In February of this year, cyber security firm Checkpoint Software detected a “new and unknown mobile malware targeting Android devices.” This malware was then traced to the Chinese mobile advertising firm, Yingmob—an organization run by cybercriminals. The concentration of infected devices steadily rose since Checkpoint’s discover and although it has spread across the world, China and India maintain the greatest concentration of infected units at one million cases each.
HummingBad targeted countries

The threat posed by HummingBad

HummingBad focuses on taking root in your phone, and it can do this one of two ways. When you visit an infected site, you experience what’s known as a drive-by-download attack. The malware will then try to gain root access by targeting the underlying Android system. If HummingBad can’t succeed there, it then prompts the user with a fake Android update; and if that works, they gain near full control of the device. Once it’s rooted, the malware goes to work “generating fraudulent advertising revenue” by clicking on ads and downloading apps, potentially without the user’s knowledge.
Reports say that the group responsible, Yingmob, have generated, on average, $300,000 per month by using their malware. Since they also have access to millions of Android devices across the globe, they have the potential to share and sell user information and device control, further growing their profits.
It is the group’s level of organization, access to resources, and organizational structure that make it such a threat, Check Point says in their report.
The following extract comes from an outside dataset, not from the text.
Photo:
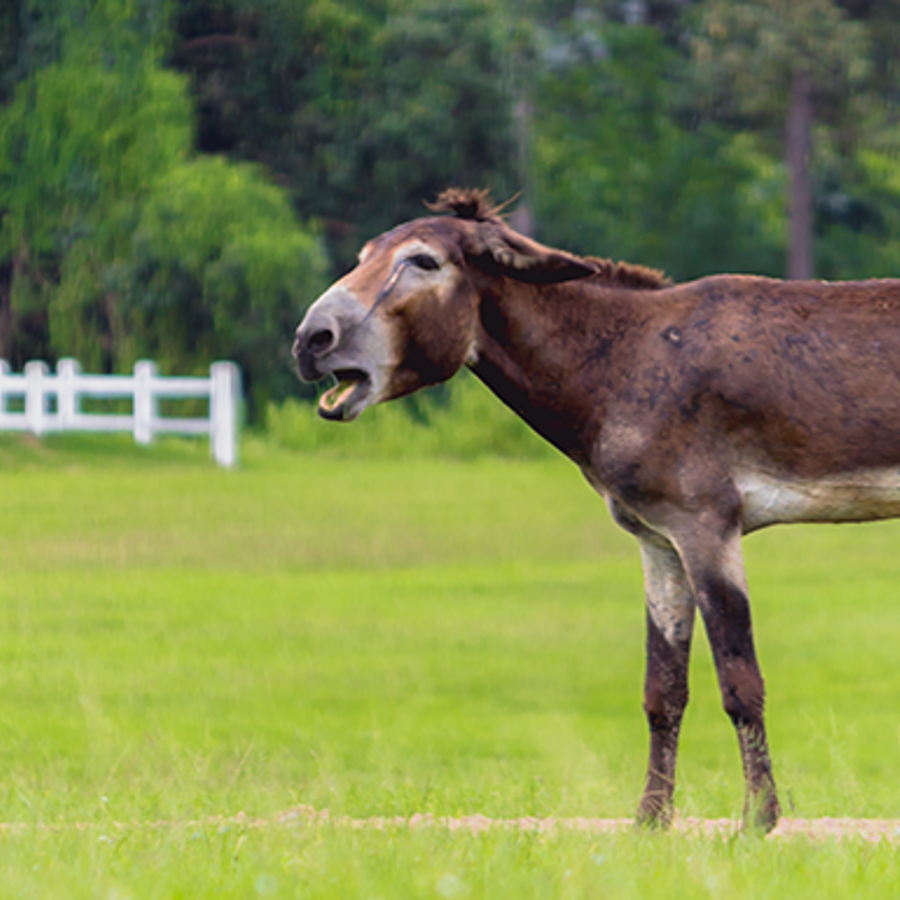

This gives the group the power to do the following:

  • Display more than 20 million advertisements per day
  • Achieve a click rate of 12.5% equating to roughly 2.5 million clicks per day
  • Install more than 50,000 fraudulent apps daily
  • Generate more than $10,000 daily through click revenue and app purchases

How to tell if your phone has been infected

Downloading a malware scanner for your mobile device is the best way to protect yourself and check for any signs of malware. If you’ve found that your phone is infected, the only solution is a hard factory reset. Before you commit to a reset, make sure your files and contacts are backed up and you create a list of your most used apps.
HummingBad os version

How to avoid HummingBad malware and other malicious software moving forward

Here are some easy tips to remember that can save you a lot of hassle, stress, and factory resets:

  1. Only install apps from official stores, such as the Google Play store.
  2. Read reviews and do research on new or unknown apps to make sure they aren’t actually malware.
  3. Don’t download apps from untrusted stores, or untrusted apps from websites you’re not already very familiar with.

As malware becomes a more prevalent threat to mobile devices, and with the continued integration of employee-owned devices in the workplace it’s more important than ever to practice better browsing habits. If our devices become compromised and we connect to work servers or access important office documents, we could become responsible for spreading malware or even opening the door for a data breach.